Tecnologia utilizada por equipes de fiscalização da Secretaria de Serviços Gerais de Rio Preto flagrou 23 veículos durante a prática irregular de descarte lixo.

O monitoramento por drone teve início no dia 2 de abril do ano passado e, até o momento, R$ 57.750 foram arrecadados com multas.

Segundo o secretário de Serviços Gerais, Ulisses Ramalho, após a intensificação na fiscalização vários pontos da cidade deixaram de ser alvos de descarte de lixo.

“Nós tínhamos diversos pontos viciados, ou seja, a equipe de limpeza ia até o local recolhia todo o lixo e em poucos dias, novamente, eram descartados mais lixo. Com essa fiscalização, o descarte irregular teve uma diminuição de 70%, no Solo Sagrado, no bairro Nova Esperança e na Mata da Macumba a diminuição foi mais expressiva ainda chegando a quase 100%”, ressaltou.

Com investimento mensal que varia entre R$ 800 mil e R$ 1 milhão por mês, a prefeitura realiza coletas diárias, mutirões de limpeza com o objetivo de reduzir as ocorrências em aproximadamente 200 locais levantados pelas equipes da limpeza urbana onde ocorrem descartes irregulares.
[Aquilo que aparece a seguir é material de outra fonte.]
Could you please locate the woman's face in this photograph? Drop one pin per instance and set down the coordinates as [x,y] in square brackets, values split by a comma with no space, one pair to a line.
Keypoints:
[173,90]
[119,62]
O secretário ponderou que para este ano um novo levantamento está sendo elaborado para dar continuidade nas fiscalizações.

“Recebemos denúncias de outros locais, são novos pontos, então estamos levantando cada área e vamos continuar com as fiscalizações”, disse Ramalho.

A multa é de acordo com o volume de lixo descartado.

“O drone já mapeia o volume e a multa é aplicada de acordo com o tamanho da área que é informado pelo aparelho. Mais do que a fiscalização precisamos de conscientização da população. É preciso uma união entre todos, secretarias da Educação e do Meio Ambiente, igreja, imprensa juntos neste trabalho de orientação massiva, para mostrar que dói no bolso no caso da prática ilegal”, finalizou o secretário.